3. On the same grounds, DiSalvo distinguished two cases in which this Circuit, sitting in diversity, found sufficient evidence of heightened foreseeability. In Doe v. Dominion Bank, N.A., 963 F.2d 1552 (D.C.Cir.1992), where a woman was raped inside a building, DiSalvo noted that the rape took place “on an unsecured vacant floor ․ where other criminal activity had occurred and tenants had specifically warned the landlord about the potential danger posed by the lack of security, vacant floors, and unauthorized persons in the building.” DiSalvo, 974 A.2d at 874 (citing Dominion Bank, 963 F.2d at 1555-56). Similarly, DiSalvo noted that in Novak v. Capital Management & Development Corp., 452 F.3d 902 (D.C.Cir.2006), the plaintiffs “were attacked by a group of men immediately outside of a club's alley entrance, the entrance lacked any security measures, and the club owner had increased awareness due to prior fights in and around the club, including repeated fights at the alley entrance.” DiSalvo, 974 A.2d at 874 (citing Novak, 452 F.3d at 904).
4. The crimes were: one theft of a car, two thefts from cars, and the destruction of a car window. Sigmund, 475 F.Supp.2d at 40.
5. These crimes consisted of: a robbery at gunpoint in the area behind the building, a customer in a retail store kicking an employee in the buttocks, an employee pushing a customer in the chest with his finger, and a person using his head to strike another person's head. Sigmund, 475 F.Supp.2d at 40.
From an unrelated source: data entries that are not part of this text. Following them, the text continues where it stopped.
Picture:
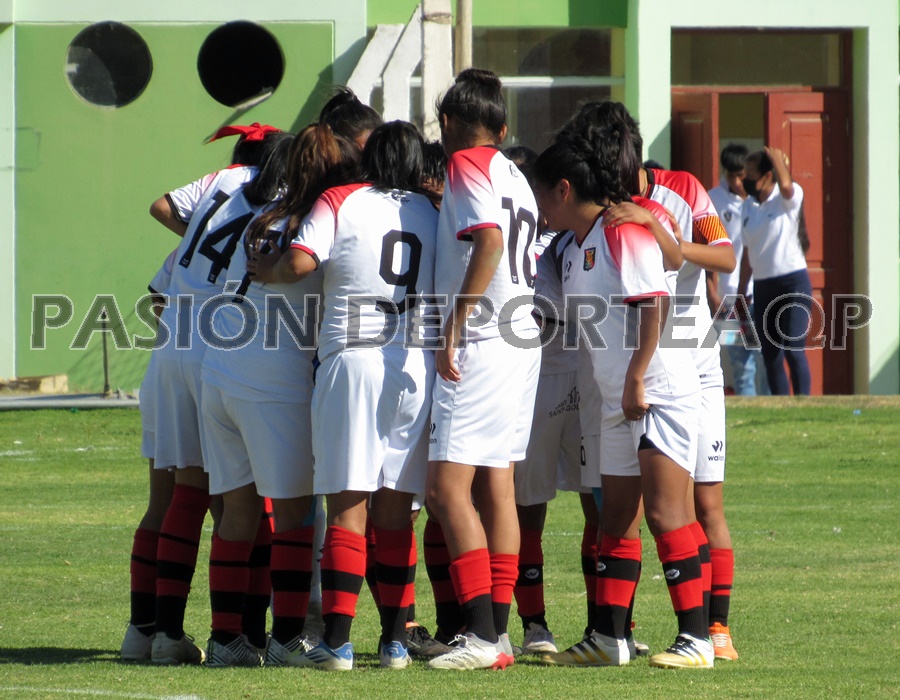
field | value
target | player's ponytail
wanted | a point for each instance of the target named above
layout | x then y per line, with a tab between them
393	158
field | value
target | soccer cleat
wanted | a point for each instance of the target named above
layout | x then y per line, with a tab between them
421	643
136	645
324	658
278	654
174	652
723	647
393	655
685	652
594	650
471	652
538	640
509	651
238	652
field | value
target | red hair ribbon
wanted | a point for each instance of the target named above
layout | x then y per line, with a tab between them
254	132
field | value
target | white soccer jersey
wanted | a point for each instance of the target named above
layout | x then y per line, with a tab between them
683	195
550	303
622	265
484	189
376	251
202	258
770	234
273	329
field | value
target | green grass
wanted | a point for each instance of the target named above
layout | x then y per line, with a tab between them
812	501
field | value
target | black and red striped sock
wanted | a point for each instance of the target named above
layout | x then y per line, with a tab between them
471	574
618	571
259	589
395	554
292	558
705	565
343	572
229	578
529	590
504	573
681	566
448	614
143	579
179	542
589	548
722	582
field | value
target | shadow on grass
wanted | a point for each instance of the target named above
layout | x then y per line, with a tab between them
40	656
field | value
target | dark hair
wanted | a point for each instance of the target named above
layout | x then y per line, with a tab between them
269	179
475	100
761	161
733	157
524	159
392	157
435	156
347	116
319	159
591	162
608	116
6. See, e.g., Al Ortenzo Aff. 18 (averring that there was “reasonable notice of the high risk of future criminal acts” and “future violent crime” on the property); James Womack Dep. 99 (averring that the defendants “should have been able to foresee any incidence of someone ․ entering the premises to do harm, bodily or physically”).
7. Cf. DiSalvo, 974 A.2d at 872 (stating that “heightened foreseeability ‘does not require previous occurrences of the particular type of harm, but can be met instead by a combination of factors which give defendants an increased awareness of the danger of a particular criminal act’ “ (quoting Doe, 524 A.2d at 33)).
8. See DiSalvo, 974 A.2d at 873 (stating that in Kline, “ ‘crimes of violence, robbery, and assault [ ] had been occurring with mounting frequency on the premises' and the landlord had been asked to secure the building in light of the crime” (quoting Kline, 439 F.2d at 480)); Spar v. Obwoya, 369 A.2d 173, 177 (D.C.1977) (noting that “there was evidence of ․ individual apartment units of the building being burglarized by forcible entry from the common hallway,” as well as “complaints [by] the tenants”). In DiSalvo itself, the court rejected the import of the plaintiffs' claims of inadequate garage security, noting that none of the crimes they detailed were committed in a campus parking garage, that they “proffered no evidence that [the university] had received any complaints about the security of [the] parking garage,” and that the one request for more security it had received “was routine and pro-active, ․ not in response to any specific security concerns.” 974 A.2d at 873.
9. Because the district court disposed of the case on the ground that Sigmund failed to show foreseeability as a matter of law, we do not address the defendants' contention that he also failed to show that the condition of the garage door was a proximate cause of his injuries because access to the garage was available through the lobby. See Sigmund, 475 F.Supp.2d at 48; id. at 39 & n. 3.
Opinion for the Court filed by Circuit Judge GARLAND.